Politica

E Fini resta ancora senza cittadinanza

Nel giorno in cui Silvio Berlusconi spiega che la diversità di opinioni è una ricchezza del Pdl, Gianfranco Fini si scopre clandestino del suo popolo e chiede cittadinanza al partito che non c’è. Davvero un curioso scherzo del destino nel corto circuito che si è creato tra la nuova battaglia campale del presidente della Camera e la sua nuova identità. Tra il suo passato e il suo futuro. È cresciuto come un esule in patria, secondo la definizione che Marco Tarchi dava dei neo fascisti italiani negli anni ’60, e si trova ora come un esule nel suo stesso partito, interrotto a gran voce da una militante di An che alla festa del Pdl a Milano è sbottata e l’ha ripreso durante il suo discorso.
Gianfranco Fini ha fatto degli extracomunitari e della loro cittadinanza qualcosa di più di un feticcio, una meravigliosa ossessione letteraria, qualcosa che ricorda il doblone d’oro piantato sul pennone dal capitano Achab, per simboleggiare la sua caccia estenuante a Moby Dick.
Mentre la sinistra continua nella sua revisione dei pregiudizi, mentre i riformisti cercano faticosamente di archiviare il terzomondismo e di cimentarsi con la dura realtà dei flussi della politica di integrazione, dei costi che vanno sostenuti per mantenere la pace sociale, il Gianfranco Fini che accendeva la Fiamma a Le Pen, solo un paio di decenni fa, adesso parla degli stranieri come fosse un predicatore evangelico, inventa un nuovo codice di cittadinanza che non è più fondato sulle leggi ma sui sentimenti: «È italiano chi ama l’Italia».
Siccome tutto si può dire dell’ex leader di An tranne che politicamente sia uno sprovveduto non si può non domandarsi dove voglia andare a sbarcare. E perché abbia trasformato un punto di programma in un simbolo. Perché sia passato dalla rassicurazione dei militanti all’abbraccio delle donne velate, alla celebrazione delle coppie gay nella Sala della Lupa, patrocinio di tutte le diversità, di tutte le eresie: lo «famo strano» perché comunque fa chic.
Siccome Fini non è un kamikaze bisogna convenire con Shakespeare che c’è del metodo nella sua follia e una precisa analisi di fondo: il Pdl gli è estraneo, spesso ostile, un partito che lo rende non integrato e non assimilabile.
Così Fini, che è abituato a essere primo ovunque fin da quando era delfino di Giorgio Almirante, coccolato da donna Assunta, tramuta in un transfert psicologico la sua battaglia politica e gioca l’unica carta che gli è rimasta: la scommessa sul futuro come negazione del presente, l’utopia dell’antiberlusconismo per resistere alla forza del berlusconismo reale. Non potendo competere con il Cavaliere, cerca di superarlo almeno sul piano estetico, cerca il consenso dei grandi media e della buona borghesia progressista che al premier è precluso. Non potendo essere Berlusconi, cerca di avere almeno un futuro.
Il presidente della Camera sogna il Quirinale, si arrocca nella torre d’avorio della sua diversità, flirta con le classi dirigenti progressiste e anziché ritrovarsi, si smarrisce, invece di preparare la successione sta preparando le condizioni per essere ripudiato dai suoi stessi militanti che non lo capiscono più.
Gianfranco Fini sogna e immagina di essere un leader fondatore, un nuovo Eisenhower, un emulo di Aznar, di cui è un ottimo amico e di cui frequenta assiduamente la sede della sua fondazione a Madrid. Ma rispetto a questi modelli, vecchi e nuovi, è privo di una caratteristica indispensabile, il radicamento in una comunità: potrà forse scrivere una pagina grande, ma sarà comunque una pagina di sconfitta.

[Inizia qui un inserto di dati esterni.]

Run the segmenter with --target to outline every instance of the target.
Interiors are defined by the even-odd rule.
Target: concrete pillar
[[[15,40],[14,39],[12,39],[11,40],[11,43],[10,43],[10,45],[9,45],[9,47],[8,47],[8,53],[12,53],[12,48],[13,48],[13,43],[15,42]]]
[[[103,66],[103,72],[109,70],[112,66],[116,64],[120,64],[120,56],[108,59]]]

In questa parabola politica, che comincia ad assumere i colori del paradosso, Gianfranco Fini ancora una volta esule in patria, extracomunitario nel suo partito, corre un rischio enorme: quando mai dovesse avvicinarsi alla balena bianca, il percorso che sta facendo lo avrà così trasfigurato che non riuscirà nemmeno a scagliare l’arpione.